Julio Arruda wrote:
Steve Dalberg wrote:
2009/5/18 Adam Armstrong <lists@memetic.org>:
David Storandt wrote:
We're stuck in an engineering pickle, so some experience from this crew would be useful in tie-breaking...
We operate a business-grade FTTx ISP with ~75 customers and 800Mbps of Internet traffic, currently using 6509/Sup2s for core routing and port aggregation. The MSFC2s are under stress from 3x full route feeds, pared down to 85% to fit the TCAM tables. One system has a FlexWAN with an OC3 card and it's crushing the CPU on the MSFC2. System tuning (stable IOS and esp. disabling SPD) helped a lot but still doesn't have the power to pull through. Hardware upgrades are needed...
We need true full routes and more CPU horsepower for crunching BGP (+12 smaller peers + ISIS). OC3 interfaces are going to be mandatory, one each at two locations. Oh yeah, we're still a larger startup without endless pockets. Power, rack space, and SmartNet are not concerns at any location (on-site cold spares). We may need an upstream OC12 in the future but that's a ways out and not a concern here.
Our engineering team has settled on three $20k/node options: - Sup720-3BXLs with PS and fan upgrades - Sup2s as switches + ISIS + statics and no BGP, push BGP edge routing off to NPE-G2s across a 2-3Gbps port-channel - Sup2s as switches + ISIS + statics and no BGP, push BGP edge routing off to a 12008 with E3 engines across a 2-3Gbps port-channel.

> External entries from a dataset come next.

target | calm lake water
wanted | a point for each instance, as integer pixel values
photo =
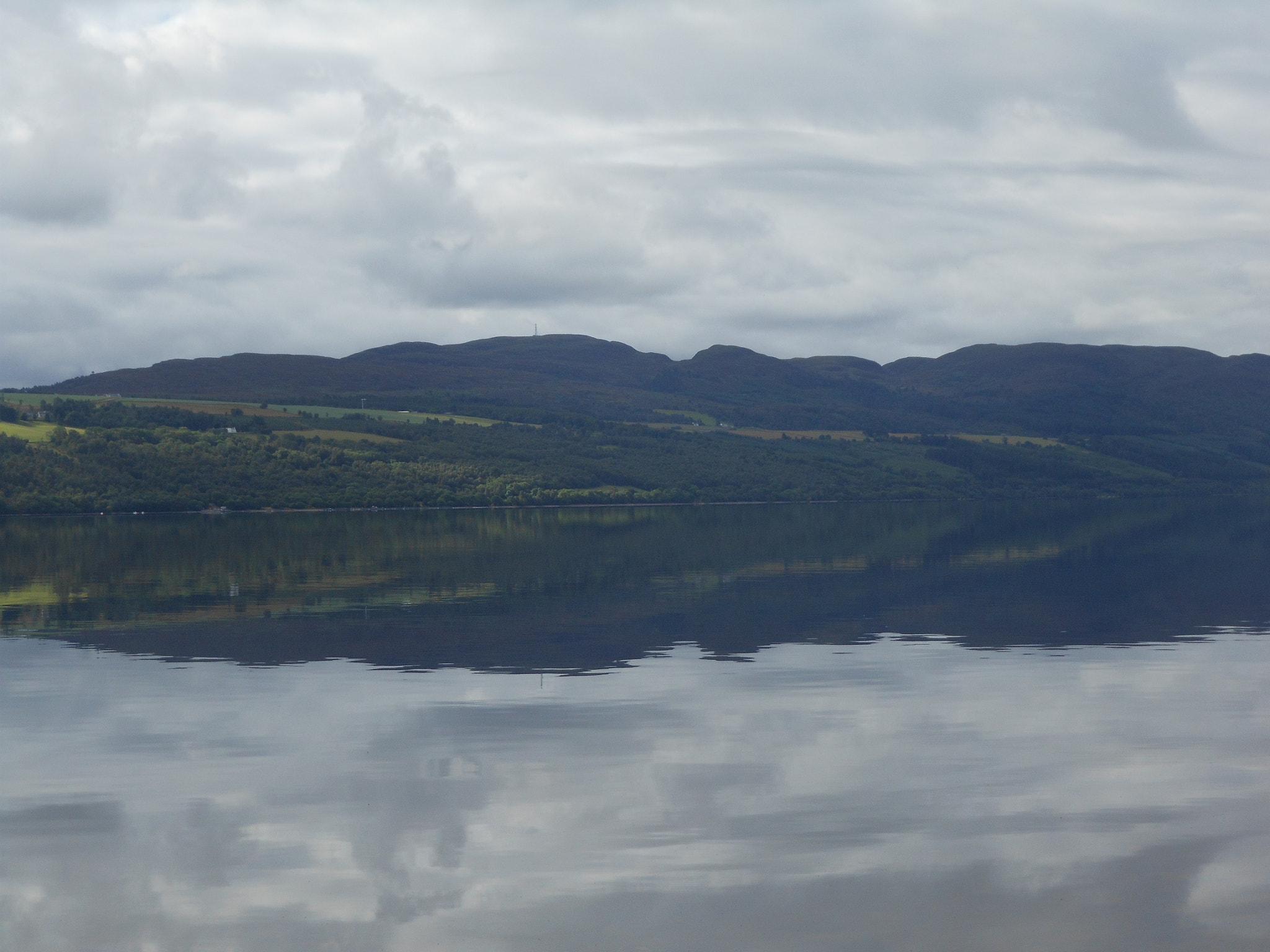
(789, 728)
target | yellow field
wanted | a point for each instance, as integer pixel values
(798, 434)
(345, 436)
(391, 415)
(1013, 441)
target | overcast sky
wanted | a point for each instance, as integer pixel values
(886, 178)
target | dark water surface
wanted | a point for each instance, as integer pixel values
(912, 726)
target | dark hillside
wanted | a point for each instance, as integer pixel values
(1055, 390)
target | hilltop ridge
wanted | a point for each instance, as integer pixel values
(1041, 389)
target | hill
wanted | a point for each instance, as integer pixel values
(1053, 390)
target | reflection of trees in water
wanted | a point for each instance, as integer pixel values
(579, 588)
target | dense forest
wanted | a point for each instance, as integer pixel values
(1044, 390)
(115, 457)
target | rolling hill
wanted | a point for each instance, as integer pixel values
(1030, 390)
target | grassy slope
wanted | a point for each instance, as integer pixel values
(164, 469)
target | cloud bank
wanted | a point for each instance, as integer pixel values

Have a look at the ASR1002 + ESP5/10G
Stable for BGP+ISIS as far as our experience goes.
adam.
ASR1002 + ESP5 was great for OSPF + BGP. 450M+ of traffic for me at peek (proc at1-2%)
Any experience in how much more resilient is the ASR compared with 7600/6500, DDoS-wise :-) ? And compared with NPE-G2 ? And in terms of CoPP and etc ? The ASR's Quantum Flow processors scale quite unpredictably depending upon features, apparently, so it's difficult to say.
I'm expecting 5-7Gbps on the ESP10 with my usage (no complex features in use, just forwarding and Netflow), though I've little data to base that on. (ESP on one device currently reports 2-3% usage at ~200Mbit). It'll handle a DDoS much, much, much better than a 7201/NPE-G1, but much, much, much worse than a 65/7500 (even without DFCs). We use several ASRs with one at each entry point to the network (each transit provider / peering exchange) to spread potention DDoS across a lot of processors, that approach is working well for us at the moment. Our only real issue is that the Netflow implementation on the ASRs seems to be a little 'sensitive' to configuration changes and sometimes just stops exporting flows. adam.